July 10, 2019
Following in NYC’s footsteps, California has proposed state legislation that would make it illegal to punish Black employees and students for how they wear their hair, whether that be Afros, braids, twists, cornrows, or dreadlocks. More specifically, the CROWN Act would prohibit “the enforcement of grooming policies that disproportionately affect people of color.” It’s a response to the decades of lawsuits from Black employees who have lost their jobs or faced discrimination for their hair. If passed, it would help challenge the unspoken notion that looking “professional” means looking Eurocentric. Sen. Holly Mitchell (D–Los Angeles) explains that “Eurocentric standards of beauty have established the very underpinnings of what was acceptable and attractive...in the workplace. So even though African Americans were no longer explicitly excluded from the workplace, Black features and mannerisms remained unacceptable and ‘unprofessional.’”
Beyond fighting against discrimination, the CROWN Act is especially impactful for health reasons. When Black women are pressured to treat their hair to make it more Eurocentric, the costly hair treatments involve harsh chemicals that have been linked to “asthma, birth defects, reproductive issues and cancer.”
Redefine what “professional” looks like in your office or school by:
• Reviewing official and unofficial grooming policies.

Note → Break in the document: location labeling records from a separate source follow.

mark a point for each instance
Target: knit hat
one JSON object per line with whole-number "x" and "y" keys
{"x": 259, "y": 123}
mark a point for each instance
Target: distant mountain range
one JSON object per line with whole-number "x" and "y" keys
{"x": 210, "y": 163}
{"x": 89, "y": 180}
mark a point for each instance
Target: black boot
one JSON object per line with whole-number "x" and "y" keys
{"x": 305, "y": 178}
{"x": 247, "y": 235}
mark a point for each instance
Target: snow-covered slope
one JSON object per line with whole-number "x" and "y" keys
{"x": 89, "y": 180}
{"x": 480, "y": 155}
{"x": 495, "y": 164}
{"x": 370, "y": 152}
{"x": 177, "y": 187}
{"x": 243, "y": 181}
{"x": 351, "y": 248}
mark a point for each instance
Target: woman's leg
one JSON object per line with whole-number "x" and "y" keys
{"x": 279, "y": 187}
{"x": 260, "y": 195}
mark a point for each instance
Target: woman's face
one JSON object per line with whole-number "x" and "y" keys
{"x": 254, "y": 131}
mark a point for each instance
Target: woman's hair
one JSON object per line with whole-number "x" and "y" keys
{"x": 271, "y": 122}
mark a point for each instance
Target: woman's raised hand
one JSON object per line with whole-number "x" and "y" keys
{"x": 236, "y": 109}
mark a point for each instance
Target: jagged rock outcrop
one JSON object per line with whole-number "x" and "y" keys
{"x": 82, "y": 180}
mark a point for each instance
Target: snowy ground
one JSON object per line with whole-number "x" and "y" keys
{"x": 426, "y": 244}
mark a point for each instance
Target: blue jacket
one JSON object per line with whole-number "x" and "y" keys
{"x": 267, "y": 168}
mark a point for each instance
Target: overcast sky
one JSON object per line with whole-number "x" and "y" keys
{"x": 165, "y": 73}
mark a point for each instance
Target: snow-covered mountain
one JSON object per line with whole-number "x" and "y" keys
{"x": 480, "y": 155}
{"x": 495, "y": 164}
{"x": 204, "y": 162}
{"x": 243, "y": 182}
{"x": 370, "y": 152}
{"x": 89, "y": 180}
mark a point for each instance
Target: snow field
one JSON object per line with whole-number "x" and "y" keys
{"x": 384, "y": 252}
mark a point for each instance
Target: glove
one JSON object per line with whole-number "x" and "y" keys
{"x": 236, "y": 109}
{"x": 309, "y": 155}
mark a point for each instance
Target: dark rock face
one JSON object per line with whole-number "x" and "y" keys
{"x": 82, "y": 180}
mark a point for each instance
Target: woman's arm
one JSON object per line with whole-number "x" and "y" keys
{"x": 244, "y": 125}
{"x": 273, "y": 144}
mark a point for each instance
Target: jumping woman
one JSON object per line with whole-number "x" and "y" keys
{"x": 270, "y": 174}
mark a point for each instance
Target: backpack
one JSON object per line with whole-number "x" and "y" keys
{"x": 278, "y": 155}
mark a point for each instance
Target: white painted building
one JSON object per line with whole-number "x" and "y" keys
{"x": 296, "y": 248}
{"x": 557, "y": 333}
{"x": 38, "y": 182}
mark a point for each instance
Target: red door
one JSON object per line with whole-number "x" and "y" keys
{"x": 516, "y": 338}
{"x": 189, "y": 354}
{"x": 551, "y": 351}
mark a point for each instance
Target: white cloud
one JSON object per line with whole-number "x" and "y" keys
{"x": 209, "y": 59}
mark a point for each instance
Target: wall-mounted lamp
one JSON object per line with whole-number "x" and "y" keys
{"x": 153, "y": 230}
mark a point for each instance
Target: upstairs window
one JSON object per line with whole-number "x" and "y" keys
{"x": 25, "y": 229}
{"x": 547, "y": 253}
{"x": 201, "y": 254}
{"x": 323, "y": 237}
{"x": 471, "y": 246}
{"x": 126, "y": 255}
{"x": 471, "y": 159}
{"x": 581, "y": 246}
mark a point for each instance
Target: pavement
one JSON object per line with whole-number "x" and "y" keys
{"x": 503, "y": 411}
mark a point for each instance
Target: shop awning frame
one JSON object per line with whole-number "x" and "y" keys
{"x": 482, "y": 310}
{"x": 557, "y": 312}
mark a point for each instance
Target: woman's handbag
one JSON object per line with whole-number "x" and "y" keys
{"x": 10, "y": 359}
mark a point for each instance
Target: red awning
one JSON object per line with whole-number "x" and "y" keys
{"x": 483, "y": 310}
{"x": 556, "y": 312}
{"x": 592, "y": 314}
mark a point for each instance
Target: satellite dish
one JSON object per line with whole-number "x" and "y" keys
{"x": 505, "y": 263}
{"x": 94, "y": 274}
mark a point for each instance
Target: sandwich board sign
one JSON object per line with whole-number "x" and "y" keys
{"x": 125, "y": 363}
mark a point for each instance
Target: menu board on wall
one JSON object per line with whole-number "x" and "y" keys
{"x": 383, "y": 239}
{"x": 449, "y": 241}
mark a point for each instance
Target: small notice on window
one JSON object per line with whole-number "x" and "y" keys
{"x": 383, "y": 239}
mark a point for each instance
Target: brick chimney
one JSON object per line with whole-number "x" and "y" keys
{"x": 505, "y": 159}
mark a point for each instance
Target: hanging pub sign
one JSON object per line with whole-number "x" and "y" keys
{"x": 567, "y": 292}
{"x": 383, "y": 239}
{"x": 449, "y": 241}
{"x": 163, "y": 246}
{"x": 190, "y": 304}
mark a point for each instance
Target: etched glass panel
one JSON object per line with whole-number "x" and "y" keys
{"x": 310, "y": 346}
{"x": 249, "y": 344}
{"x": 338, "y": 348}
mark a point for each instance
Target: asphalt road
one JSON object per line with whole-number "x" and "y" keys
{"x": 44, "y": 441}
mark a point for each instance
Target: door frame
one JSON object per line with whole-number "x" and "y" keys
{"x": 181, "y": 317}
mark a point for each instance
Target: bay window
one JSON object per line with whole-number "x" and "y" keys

Do these policies suggest that employees or faculty abide by Eurocentric ideas of professionalism?
• Taking steps to diversify your leadership team
• Making it clear that everyone is encouraged to express themselves authentically
Marketing company P&G recently released a film that highlights “the unconscious biases that Black men are forced to confront on a daily basis.” Titled “The Look,” the film follows a Black man as he wakes up and goes through his daily routine, only to encounter “suspicious glares and gestures” from people wherever he goes. The film itself confronts the viewer’s unconscious bias by following the man as he ultimately enters a courtroom—and sits down at the judge’s bench. “The Look” is a follow-up to P&G’s viral film “The Talk,” which points to “the difficult conversation that Black parents must have with their children in order to keep them safe in a world full of prejudice.” P&G created the film with the help of Saturday Morning, a creative collective that aims to push back against racial bias and injustice. Geoff Edwards, co-founder of Saturday Morning, explained, “Our goal with this film is to urge people to have an honest conversation and not pretend that unconscious bias doesn’t exist...The film ends with the line ‘Let’s talk about the look so we can see beyond it.’ This is really a call to action for dialogue.”

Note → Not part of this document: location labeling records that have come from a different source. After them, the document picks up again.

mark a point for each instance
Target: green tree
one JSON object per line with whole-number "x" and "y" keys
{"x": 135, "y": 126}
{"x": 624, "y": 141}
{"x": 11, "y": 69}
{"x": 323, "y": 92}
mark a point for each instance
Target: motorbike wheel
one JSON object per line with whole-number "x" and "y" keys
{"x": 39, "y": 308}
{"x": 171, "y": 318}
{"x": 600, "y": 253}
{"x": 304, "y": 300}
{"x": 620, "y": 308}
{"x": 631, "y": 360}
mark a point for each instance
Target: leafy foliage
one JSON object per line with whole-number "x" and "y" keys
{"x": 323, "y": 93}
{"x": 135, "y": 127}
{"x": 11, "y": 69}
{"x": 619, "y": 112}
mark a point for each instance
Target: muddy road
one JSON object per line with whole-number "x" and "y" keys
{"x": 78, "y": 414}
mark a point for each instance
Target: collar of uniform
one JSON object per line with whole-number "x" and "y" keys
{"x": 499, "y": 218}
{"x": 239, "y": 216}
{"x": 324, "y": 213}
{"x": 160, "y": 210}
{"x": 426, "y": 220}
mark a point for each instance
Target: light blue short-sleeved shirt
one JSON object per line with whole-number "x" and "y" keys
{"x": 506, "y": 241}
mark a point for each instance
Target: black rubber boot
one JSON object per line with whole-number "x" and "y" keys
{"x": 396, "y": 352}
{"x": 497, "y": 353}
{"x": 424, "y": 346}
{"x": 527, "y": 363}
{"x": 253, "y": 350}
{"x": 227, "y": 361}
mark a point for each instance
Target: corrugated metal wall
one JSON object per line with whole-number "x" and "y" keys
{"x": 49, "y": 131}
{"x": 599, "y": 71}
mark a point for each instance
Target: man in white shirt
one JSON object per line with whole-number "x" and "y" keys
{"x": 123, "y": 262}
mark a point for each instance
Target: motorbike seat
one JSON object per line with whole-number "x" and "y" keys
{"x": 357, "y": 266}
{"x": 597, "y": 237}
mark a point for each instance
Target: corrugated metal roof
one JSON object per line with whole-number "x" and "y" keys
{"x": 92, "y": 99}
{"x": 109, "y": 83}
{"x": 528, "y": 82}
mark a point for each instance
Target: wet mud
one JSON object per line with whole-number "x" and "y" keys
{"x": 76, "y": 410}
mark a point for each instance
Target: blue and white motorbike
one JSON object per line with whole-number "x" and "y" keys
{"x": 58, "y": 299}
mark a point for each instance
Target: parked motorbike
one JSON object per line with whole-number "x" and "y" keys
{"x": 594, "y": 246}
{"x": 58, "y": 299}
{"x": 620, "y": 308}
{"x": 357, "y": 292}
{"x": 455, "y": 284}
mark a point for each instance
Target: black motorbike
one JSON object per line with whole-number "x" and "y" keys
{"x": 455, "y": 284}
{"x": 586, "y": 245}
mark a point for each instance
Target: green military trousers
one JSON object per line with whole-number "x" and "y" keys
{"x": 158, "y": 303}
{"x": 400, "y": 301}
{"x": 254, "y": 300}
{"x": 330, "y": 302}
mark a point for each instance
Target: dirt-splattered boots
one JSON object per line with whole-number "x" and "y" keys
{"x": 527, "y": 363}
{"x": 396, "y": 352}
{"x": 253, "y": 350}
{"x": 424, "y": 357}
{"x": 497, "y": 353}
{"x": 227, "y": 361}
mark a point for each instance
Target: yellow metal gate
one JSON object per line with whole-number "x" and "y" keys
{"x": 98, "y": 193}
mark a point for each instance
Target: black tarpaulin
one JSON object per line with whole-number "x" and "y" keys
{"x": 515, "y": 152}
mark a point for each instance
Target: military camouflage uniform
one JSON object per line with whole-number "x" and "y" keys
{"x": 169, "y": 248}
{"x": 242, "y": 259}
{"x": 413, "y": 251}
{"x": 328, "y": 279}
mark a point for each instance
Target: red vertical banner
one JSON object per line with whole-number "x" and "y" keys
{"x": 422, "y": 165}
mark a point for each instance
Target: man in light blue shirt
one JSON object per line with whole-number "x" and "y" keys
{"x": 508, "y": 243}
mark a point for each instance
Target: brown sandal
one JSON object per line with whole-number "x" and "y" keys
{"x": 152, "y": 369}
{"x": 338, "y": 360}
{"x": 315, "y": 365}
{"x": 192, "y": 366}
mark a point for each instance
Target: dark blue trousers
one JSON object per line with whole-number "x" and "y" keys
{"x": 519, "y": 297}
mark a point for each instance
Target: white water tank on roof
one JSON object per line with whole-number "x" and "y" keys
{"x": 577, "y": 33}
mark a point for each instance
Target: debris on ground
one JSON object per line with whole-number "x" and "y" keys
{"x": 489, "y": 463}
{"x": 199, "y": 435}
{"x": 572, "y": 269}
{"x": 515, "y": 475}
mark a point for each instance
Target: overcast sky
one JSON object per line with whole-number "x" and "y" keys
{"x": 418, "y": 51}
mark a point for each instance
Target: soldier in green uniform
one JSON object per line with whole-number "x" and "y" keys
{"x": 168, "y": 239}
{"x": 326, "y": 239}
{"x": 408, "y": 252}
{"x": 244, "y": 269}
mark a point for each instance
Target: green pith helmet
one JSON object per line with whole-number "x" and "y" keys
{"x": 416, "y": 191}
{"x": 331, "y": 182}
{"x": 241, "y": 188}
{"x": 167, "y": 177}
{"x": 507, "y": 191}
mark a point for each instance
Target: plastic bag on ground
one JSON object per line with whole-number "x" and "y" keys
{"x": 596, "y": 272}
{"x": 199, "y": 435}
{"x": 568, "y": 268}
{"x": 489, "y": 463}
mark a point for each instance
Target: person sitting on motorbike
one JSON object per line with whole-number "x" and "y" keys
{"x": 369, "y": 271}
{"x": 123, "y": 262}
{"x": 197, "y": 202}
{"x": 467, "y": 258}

Not only does “The Look” confront microaggressions and unconscious bias in a powerful way, but the film’s production is also a great example of how companies can partner together to create inclusive and thought-provoking content. Critics of P&G’s earlier film “The Talk” thought that it “failed to properly acknowledge the role of Black men in family life and perpetuated negative stereotypes about African American males.” Instead of behaving defensively or issuing a mere apology, P&G adopted a thoughtful approach to “address this oversight and open up the conversation about the African American experience even further” by creating “The Look.”
If your organization is planning a diversity initiative of any kind, do some research on other organizations and groups with whom you can partner to develop deeper insight. Additionally, if your organization has been “called out” in the past for non-inclusive behavior, consider actionable ways you can modify your approach in the future.

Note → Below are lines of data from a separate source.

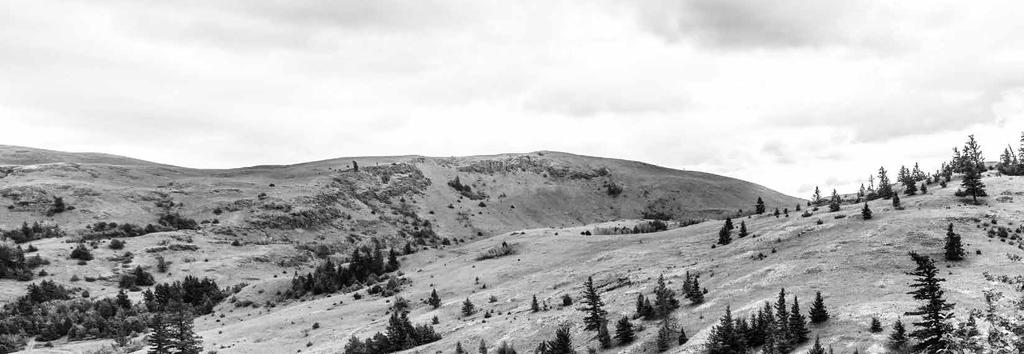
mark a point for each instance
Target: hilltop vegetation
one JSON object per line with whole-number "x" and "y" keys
{"x": 544, "y": 252}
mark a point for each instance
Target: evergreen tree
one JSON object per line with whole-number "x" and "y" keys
{"x": 185, "y": 340}
{"x": 665, "y": 299}
{"x": 972, "y": 184}
{"x": 865, "y": 213}
{"x": 798, "y": 323}
{"x": 593, "y": 306}
{"x": 818, "y": 312}
{"x": 909, "y": 185}
{"x": 468, "y": 308}
{"x": 562, "y": 344}
{"x": 603, "y": 337}
{"x": 898, "y": 340}
{"x": 161, "y": 337}
{"x": 725, "y": 234}
{"x": 723, "y": 338}
{"x": 434, "y": 300}
{"x": 624, "y": 330}
{"x": 885, "y": 188}
{"x": 665, "y": 339}
{"x": 876, "y": 325}
{"x": 817, "y": 349}
{"x": 835, "y": 202}
{"x": 953, "y": 248}
{"x": 934, "y": 311}
{"x": 782, "y": 322}
{"x": 696, "y": 294}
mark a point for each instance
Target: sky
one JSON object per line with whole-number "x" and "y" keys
{"x": 786, "y": 93}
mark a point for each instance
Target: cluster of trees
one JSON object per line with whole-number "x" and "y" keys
{"x": 32, "y": 232}
{"x": 643, "y": 227}
{"x": 49, "y": 311}
{"x": 775, "y": 328}
{"x": 173, "y": 333}
{"x": 364, "y": 265}
{"x": 399, "y": 335}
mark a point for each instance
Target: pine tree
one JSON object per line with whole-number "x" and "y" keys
{"x": 972, "y": 184}
{"x": 818, "y": 312}
{"x": 665, "y": 339}
{"x": 904, "y": 177}
{"x": 665, "y": 299}
{"x": 468, "y": 308}
{"x": 562, "y": 344}
{"x": 782, "y": 322}
{"x": 876, "y": 325}
{"x": 624, "y": 330}
{"x": 593, "y": 306}
{"x": 817, "y": 349}
{"x": 885, "y": 188}
{"x": 434, "y": 300}
{"x": 603, "y": 337}
{"x": 835, "y": 202}
{"x": 723, "y": 338}
{"x": 696, "y": 294}
{"x": 798, "y": 323}
{"x": 897, "y": 340}
{"x": 934, "y": 310}
{"x": 953, "y": 248}
{"x": 725, "y": 233}
{"x": 161, "y": 338}
{"x": 185, "y": 340}
{"x": 865, "y": 213}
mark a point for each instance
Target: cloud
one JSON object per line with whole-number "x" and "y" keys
{"x": 784, "y": 24}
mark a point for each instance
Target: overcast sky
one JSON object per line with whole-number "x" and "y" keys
{"x": 786, "y": 93}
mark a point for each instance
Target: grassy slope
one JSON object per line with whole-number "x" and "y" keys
{"x": 857, "y": 264}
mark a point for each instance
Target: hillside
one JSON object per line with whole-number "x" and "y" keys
{"x": 801, "y": 255}
{"x": 387, "y": 197}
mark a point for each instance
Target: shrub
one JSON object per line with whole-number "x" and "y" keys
{"x": 117, "y": 245}
{"x": 81, "y": 253}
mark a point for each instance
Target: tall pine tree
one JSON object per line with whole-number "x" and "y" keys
{"x": 818, "y": 312}
{"x": 935, "y": 312}
{"x": 593, "y": 306}
{"x": 953, "y": 248}
{"x": 885, "y": 187}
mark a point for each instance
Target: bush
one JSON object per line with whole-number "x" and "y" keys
{"x": 81, "y": 253}
{"x": 499, "y": 251}
{"x": 117, "y": 245}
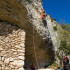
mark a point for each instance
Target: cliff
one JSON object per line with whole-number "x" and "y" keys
{"x": 26, "y": 16}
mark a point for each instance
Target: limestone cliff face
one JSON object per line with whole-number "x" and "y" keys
{"x": 27, "y": 15}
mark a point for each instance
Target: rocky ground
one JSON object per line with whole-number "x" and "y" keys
{"x": 12, "y": 47}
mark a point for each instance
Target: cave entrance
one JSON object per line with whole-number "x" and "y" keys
{"x": 44, "y": 52}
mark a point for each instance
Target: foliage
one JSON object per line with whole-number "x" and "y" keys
{"x": 55, "y": 28}
{"x": 64, "y": 36}
{"x": 59, "y": 57}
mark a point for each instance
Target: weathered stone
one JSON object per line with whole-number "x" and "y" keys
{"x": 7, "y": 60}
{"x": 17, "y": 63}
{"x": 22, "y": 51}
{"x": 1, "y": 49}
{"x": 21, "y": 57}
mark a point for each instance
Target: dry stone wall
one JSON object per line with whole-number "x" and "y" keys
{"x": 12, "y": 47}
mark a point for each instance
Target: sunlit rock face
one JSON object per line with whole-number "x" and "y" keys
{"x": 27, "y": 15}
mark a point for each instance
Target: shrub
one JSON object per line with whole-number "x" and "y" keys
{"x": 55, "y": 28}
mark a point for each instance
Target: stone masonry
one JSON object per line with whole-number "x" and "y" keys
{"x": 12, "y": 47}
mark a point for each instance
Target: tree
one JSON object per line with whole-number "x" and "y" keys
{"x": 64, "y": 36}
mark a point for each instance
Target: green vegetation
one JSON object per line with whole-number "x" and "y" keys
{"x": 12, "y": 11}
{"x": 64, "y": 37}
{"x": 54, "y": 65}
{"x": 55, "y": 28}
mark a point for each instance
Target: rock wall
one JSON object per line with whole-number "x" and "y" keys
{"x": 27, "y": 15}
{"x": 12, "y": 47}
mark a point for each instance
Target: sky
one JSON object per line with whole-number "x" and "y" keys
{"x": 58, "y": 9}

Did you know that in 26 states, it is currently legal to fire an employee based solely on their sexual orientation and gender identity? Laws protecting LGBTQ people remain woefully behind the cultural strides that have been taken in favor of LGBTQ inclusion. That’s why over 200 companies have signed an amicus brief for the Supreme Court, arguing for an interpretation of the Civil Rights Act of 1964 that defines “sex” to include sexual orientation and gender identity. Under this interpretation, discrimination against LGBTQ employees would be illegal nationwide. The brief states, “The 206 businesses that join this brief as amici collectively employ over 7 million employees, and comprise over $5 trillion in revenue...These businesses — which range across a wide variety of industries...share a common interest in equality because they know that ending discrimination in the workplace is good for business, employees, and the U.S. economy as a whole.”
On an individual level, being inclusive of LGBTQ people can take the form of combating common myths and microaggressions, and ensuring that the workplace is welcoming and accepting. To achieve significant change, these skills must be practiced in concert with larger-scale efforts, like creating gender-neutral bathrooms, offering health insurance that covers transition surgery and therapy, and fighting to legally protect LGBTQ workers from discrimination.
While more and more companies and organizations are espousing LGBTQ equity, examining LGBTQ policies and taking part in pro-LGBTQ activities like Pride celebrations, it’s important to remember how much work is left to be done in terms of legal protections for LGBTQ people. When you organize Pride events next year—and ideally, throughout the year—consider how you can direct fundraising money toward legal organizations that are fighting to protect LGBTQ workers.